New Delhi, April 1 (IANS) Healthy production of electricity and refinery products pushed the output pace of India’s eight major industries to an 11-month high of 5.5 per cent in February from a revised rise of 1.4 per cent reported for January 2020.
However, this uptrend is expected to be fleeting due to the lockdown in March 2020 affecting production across sectors.
This was also the fourth consecutive month of a rise for the Index of Eight Core Industries after three months of contraction.
Similarly, the Index showed that last month’s expansion was higher on a year-on-year basis from 2.2 per cent growth rate reported for February 2019.
The eight core industries include coal, crude oil, natural gas, refinery products, fertilisers, steel, cement and electricity.
As per the ECI, barring crude oil, natural gas, and steel, all other sectors expanded in February.
The ECI comprises over 40 per cent of the weight of items included in the Index of Industrial Production (IIP).
On a sector-specific basis, the refinery output, which has the highest weightage of 28.03, rose by 7.4 per cent in February compared to the same month of the previous financial year.
Electricity generation, which has the second highest weightage of 19.85, increased by 11 per cent.
On the other hand, steel production, the third most important component with a weightage of 17.91, slipped by (-) 0.4 per cent during the month under review, whereas coal mining, with 10.33 weightage, was up 10.3 per cent.
Nonetheless, the extraction of crude oil, which has a weightage of 8.98, declined by (-) 6.4 per cent in Feb. The sub-index for natural gas output with a weightage of 6.87 receded by (-) 9.6 per cent.
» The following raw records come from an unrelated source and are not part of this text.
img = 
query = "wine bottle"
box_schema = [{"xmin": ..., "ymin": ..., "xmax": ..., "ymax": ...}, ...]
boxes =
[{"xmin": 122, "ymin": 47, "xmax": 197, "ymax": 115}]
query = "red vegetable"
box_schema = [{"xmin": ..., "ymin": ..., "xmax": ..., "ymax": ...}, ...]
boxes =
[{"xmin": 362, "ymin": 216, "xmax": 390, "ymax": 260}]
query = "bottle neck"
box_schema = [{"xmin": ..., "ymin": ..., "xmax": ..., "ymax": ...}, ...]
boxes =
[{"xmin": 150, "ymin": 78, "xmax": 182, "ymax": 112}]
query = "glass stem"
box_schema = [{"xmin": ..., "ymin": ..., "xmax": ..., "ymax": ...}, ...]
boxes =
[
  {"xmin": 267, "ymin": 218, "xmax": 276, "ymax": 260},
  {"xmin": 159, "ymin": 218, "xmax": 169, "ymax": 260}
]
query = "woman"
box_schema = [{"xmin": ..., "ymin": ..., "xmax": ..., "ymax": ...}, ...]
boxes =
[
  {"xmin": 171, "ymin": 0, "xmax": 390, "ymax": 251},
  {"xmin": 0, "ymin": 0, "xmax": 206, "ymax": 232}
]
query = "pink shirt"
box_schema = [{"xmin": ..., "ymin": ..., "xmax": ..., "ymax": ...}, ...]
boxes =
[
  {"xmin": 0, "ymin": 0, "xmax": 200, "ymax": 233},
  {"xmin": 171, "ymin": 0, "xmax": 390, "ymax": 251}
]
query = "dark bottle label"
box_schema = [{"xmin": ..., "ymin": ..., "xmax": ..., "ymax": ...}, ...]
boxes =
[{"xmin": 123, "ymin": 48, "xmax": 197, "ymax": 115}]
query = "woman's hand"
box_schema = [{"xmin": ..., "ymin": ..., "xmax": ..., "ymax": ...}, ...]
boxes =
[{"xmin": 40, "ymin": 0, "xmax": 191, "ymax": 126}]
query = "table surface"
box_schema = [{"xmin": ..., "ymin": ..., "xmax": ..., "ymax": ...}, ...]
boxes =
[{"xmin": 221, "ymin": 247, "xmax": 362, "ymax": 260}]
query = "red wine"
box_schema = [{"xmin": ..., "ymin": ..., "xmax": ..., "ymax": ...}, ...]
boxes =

Conversely, cement output, which has a weightage of 5.37, grew by 8.6 per cent, while fertiliser production, which has the least weightage of 2.62, increased by 2.9 per cent in Feb.
Aditi Nayar, Principal Economist at ICRA, said: “The healthy growth in core sector industries and turnaround in non-oil merchandise exports would support the industrial growth in February 2020, despite the deepening contraction in auto production.”
“On balance, we expect industrial output to record an improved growth of 2.5% in February 2020, before slipping into a Covid-led contraction in March 2020.”